My first 1p lesson from Lou Johnson was this "On every shot, just get balls near my pocket, and leave the opponent no shot, and up against something"....I still try to play that way today!

Gerry
 
one pocket

sounds like on your post you have mastered one pocket--- now on to big and better things like snooker??? STICK:D :D :D :D
 
senor said:
I call these players who try not to lose passive-aggressive one pocket players. They try to wait for their opponent to leave them a straight in stop shot before they shoot, but otherwise they are nipping and ducking and tucking every inning. This strategy only works when playing those who can't play. Against someone who can play a little bit, you are going to have to try to create some opportunities for yourself.

Someone mentioned Winning One Pocket as a good resource...I may be confused, but I think the 2nd book in that series, Shots Moves & Strategies, is a much better resource. Regardless, one of those books is full of stories and anectdotes, and the other full of beginning, middle and end game situations with shot selection choices given for each diagram from different players like Daulton, Bugs.....

I think one problem new players of the game have is, living and dying with every game. You can't look at it like that. It is better to view the games like you would 9 ball, no one game means all that much, just the ultimate out come. I used to watch Mike Caralla play a lot and people thought he played reckless, he may have taken a shot at a ball that others may not shoot but if he made it he would get out. If he missed it and ended up losing he just went on to the next game no big deal. You just can't value any one game so much that it defines the outcome.

In other words you may lose a game 8 to 7 that took an hour to play and it could take the heart right out of you, especially if you were maybe ahead in the game at one point. No one game should mean that much to you. Danny DiLiberto is considered a foremost one pocket player.

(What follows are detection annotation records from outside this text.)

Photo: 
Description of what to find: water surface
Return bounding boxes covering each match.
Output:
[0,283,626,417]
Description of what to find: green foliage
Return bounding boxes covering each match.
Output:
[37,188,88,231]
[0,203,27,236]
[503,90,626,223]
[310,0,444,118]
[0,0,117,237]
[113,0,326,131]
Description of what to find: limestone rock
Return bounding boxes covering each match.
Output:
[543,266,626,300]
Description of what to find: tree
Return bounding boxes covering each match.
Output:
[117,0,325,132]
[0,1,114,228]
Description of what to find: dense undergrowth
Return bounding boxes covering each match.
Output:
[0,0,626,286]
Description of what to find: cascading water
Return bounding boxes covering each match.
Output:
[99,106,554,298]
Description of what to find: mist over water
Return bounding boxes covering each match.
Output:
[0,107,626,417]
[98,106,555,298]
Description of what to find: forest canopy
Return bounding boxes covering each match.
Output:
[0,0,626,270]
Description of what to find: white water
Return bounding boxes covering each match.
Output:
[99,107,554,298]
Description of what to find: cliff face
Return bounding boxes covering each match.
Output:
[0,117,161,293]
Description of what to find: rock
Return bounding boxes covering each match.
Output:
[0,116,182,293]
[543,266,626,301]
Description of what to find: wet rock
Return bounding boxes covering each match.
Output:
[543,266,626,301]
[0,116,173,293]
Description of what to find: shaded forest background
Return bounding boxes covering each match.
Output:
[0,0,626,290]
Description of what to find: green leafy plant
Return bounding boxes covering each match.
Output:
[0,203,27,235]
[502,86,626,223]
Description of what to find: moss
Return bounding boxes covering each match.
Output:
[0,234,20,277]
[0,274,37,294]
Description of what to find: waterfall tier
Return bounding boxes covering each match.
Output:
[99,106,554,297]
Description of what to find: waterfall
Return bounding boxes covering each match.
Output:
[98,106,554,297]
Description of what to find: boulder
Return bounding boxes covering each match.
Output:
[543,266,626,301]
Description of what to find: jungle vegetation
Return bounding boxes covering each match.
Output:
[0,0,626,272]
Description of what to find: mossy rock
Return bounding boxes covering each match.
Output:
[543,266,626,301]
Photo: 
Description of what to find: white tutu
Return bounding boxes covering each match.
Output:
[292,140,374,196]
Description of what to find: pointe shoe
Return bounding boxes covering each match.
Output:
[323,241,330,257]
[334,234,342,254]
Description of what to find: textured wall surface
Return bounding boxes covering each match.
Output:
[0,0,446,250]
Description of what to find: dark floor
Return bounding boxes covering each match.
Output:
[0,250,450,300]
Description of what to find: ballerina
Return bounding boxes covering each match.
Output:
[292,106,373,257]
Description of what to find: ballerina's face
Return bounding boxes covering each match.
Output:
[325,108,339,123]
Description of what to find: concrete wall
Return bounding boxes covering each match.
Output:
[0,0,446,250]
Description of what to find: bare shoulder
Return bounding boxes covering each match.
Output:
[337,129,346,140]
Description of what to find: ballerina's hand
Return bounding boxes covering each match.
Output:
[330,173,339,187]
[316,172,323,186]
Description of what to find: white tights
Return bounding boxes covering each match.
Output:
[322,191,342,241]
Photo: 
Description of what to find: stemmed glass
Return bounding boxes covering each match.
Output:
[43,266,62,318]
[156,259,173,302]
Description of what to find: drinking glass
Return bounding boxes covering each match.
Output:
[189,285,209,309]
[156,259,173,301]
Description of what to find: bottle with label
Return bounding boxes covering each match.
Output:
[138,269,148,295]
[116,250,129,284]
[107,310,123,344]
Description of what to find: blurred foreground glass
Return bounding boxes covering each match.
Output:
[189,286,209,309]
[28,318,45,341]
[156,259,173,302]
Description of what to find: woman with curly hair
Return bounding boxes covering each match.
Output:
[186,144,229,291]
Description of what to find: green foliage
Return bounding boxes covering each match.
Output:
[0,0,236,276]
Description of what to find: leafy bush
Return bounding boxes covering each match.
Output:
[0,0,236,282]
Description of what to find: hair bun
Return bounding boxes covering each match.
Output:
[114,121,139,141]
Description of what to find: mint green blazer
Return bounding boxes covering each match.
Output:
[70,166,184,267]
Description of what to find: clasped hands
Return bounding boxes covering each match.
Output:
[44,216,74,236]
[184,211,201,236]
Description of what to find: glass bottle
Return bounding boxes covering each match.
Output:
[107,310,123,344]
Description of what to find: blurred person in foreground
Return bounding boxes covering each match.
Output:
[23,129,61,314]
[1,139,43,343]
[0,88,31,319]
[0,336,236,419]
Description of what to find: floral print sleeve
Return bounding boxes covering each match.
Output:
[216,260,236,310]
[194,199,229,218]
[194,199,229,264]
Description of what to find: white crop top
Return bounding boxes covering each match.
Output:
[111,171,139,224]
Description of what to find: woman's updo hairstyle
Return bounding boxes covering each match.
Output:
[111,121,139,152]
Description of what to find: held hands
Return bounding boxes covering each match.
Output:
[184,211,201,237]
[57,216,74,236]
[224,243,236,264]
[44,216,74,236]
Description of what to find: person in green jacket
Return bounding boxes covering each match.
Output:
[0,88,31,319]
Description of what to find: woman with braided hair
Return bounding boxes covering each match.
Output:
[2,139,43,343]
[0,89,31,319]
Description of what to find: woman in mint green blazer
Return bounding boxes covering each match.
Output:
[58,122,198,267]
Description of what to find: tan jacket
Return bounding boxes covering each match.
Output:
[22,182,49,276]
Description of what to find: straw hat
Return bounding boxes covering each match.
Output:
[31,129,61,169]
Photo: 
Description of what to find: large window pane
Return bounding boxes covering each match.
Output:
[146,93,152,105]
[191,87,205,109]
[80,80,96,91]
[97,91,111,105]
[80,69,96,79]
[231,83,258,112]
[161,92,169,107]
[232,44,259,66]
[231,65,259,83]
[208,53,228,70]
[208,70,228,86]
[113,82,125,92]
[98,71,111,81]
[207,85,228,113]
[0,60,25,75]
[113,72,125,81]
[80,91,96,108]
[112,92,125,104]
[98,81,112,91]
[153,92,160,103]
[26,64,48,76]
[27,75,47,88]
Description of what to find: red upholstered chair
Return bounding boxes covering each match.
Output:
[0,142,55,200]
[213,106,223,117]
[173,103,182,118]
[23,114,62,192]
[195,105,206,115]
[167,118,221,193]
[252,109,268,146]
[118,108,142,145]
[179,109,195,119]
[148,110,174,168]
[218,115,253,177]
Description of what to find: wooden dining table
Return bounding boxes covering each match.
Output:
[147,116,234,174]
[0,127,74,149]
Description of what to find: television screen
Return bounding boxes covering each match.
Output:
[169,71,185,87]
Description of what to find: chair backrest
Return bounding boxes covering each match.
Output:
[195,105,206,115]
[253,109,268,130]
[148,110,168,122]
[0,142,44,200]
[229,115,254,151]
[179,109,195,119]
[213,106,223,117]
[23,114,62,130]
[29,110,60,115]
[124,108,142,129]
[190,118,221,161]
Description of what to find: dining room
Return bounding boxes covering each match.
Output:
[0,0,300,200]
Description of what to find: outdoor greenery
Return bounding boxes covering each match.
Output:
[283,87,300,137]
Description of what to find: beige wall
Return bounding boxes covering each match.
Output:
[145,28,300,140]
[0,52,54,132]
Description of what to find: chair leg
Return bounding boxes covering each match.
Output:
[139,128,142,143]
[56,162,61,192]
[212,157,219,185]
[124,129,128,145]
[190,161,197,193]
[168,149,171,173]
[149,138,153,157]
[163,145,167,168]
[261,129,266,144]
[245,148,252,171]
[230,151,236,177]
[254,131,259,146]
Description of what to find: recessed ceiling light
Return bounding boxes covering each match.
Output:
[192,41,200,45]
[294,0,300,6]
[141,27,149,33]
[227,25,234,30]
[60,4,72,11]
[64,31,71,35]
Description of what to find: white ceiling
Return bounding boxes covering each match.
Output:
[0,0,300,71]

I have watched him play for like 40 years and his strength is his ability to run out. He makes all the tricky moves and all that stuff but he beats you by running balls, you are permitted only one mistake with him. I like that kind of play.

If your playing a guy you know will run 2 and play safe before maybe banking a ball that could get him all the way out, you really don't feel like you are under that much pressure. You can make what should have been a disastrous mistake and still be in the game with a guy who is afraid to shoot. The Peter principle should apply when playing one pocket, you don't want to hold yourself back.